Von Schwierigkeiten möchte ­Josep Vicent, der neue künstlerische Leiter und Chef-Dirigent der Balearen-Sinfoniker nichts mehr wissen. Zu viele hat er in den vergangenen Monaten gehabt, zu viel Kraft hat ihn das Gezerre um die Finanzierung und die Zukunft des Orchesters gekostet. Es habe nicht mehr viel gefehlt, sagt Vicent im Nachhinein, und die Balearen-Sinfoniker wären von der Landkarte verschwunden. Doch jetzt will er nach vorne blicken. Der 43-Jährige, der auch das World Orchestra leitet, hat viele Pläne mit den Sinfonikern, und seit Samstag (2.11.) fühlt er sich auch wieder so kraftvoll wie an jenem Tag im Juli, an dem er seinen Job antrat. Die Sinfoniker haben mit einem grandiosen Konzert im Auditorium Palma ihre Saison begonnen. Es wurde zu einer Wiederauferstehung der Musik, zu einem Manifest. Als wollten die Musiker mit ihrer energischen Spielweise sagen: „Hier sind wir wieder, und hier bleiben wir." Minutenlange Ovationen des ­Publikums waren die Belohnung.
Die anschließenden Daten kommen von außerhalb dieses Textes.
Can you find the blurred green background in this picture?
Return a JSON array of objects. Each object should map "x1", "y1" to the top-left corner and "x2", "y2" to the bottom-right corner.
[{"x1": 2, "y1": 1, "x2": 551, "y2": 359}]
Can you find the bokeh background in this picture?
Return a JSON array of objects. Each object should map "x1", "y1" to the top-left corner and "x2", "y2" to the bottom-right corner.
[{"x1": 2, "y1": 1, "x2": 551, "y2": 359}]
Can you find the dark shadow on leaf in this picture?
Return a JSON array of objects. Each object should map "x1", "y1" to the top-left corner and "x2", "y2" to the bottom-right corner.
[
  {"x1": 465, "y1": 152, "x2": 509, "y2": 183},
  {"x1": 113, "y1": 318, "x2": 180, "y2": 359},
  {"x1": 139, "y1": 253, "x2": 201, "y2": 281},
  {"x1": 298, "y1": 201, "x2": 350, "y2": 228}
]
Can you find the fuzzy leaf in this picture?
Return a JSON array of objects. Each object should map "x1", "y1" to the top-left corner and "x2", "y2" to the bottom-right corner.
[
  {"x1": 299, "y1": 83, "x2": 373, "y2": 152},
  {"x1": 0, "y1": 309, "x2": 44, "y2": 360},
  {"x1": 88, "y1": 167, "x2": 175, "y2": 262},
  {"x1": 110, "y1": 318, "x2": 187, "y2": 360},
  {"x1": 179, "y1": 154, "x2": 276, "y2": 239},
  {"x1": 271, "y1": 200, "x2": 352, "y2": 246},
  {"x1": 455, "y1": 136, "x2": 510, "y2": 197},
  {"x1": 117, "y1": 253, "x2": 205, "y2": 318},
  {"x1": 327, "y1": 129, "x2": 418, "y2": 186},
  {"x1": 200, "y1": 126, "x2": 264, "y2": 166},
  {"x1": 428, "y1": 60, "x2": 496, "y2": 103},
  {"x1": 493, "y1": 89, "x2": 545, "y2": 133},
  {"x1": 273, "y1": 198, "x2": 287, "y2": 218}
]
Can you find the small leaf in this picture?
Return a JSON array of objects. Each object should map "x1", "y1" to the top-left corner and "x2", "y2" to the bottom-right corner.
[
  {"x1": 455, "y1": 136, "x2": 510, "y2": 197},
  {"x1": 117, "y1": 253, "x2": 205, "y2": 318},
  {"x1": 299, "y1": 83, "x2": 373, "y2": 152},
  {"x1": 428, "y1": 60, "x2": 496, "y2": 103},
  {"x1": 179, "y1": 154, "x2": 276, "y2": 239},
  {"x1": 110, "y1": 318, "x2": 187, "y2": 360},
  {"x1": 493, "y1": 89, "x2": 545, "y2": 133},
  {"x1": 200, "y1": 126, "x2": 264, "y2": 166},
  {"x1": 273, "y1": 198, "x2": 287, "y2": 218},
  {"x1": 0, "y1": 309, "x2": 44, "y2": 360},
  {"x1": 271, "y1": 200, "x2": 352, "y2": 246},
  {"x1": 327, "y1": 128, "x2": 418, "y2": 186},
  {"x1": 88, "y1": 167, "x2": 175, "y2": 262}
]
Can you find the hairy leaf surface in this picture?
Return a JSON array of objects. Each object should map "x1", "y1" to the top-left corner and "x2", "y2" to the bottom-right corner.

Die 25. Saison hat tatsächlich begonnen. Mit welchem Gefühl gehen Sie aus dem ersten Konzert?

Ich spüre, dass meine Akkus nach all den Kämpfen wieder aufgeladen sind. Der Samstagabend war ein Wendepunkt für uns. Ich weiß, dass ich in dem Ensemble Musiker allererster Güteklasse habe. Und für die kurze Zeit, die wir zusammenarbeiten, sind wir schon erstaunlich gut zusammengewachsen. Ich sehe aber auch, dass es noch ein sehr weiter Weg ist, bis ich aus dem Orchester alles herausgeholt haben werde, was möglich ist. Hier ist ein schier unendliches Potenzial vorhanden. Mit etwas Arbeit kann ich die Sinfoniker zu einem der großen Orchester in Europa machen.

Wie sind Sie mit dem Zuschauer­zuspruch zufrieden? Der Saal war nicht ganz ausverkauft.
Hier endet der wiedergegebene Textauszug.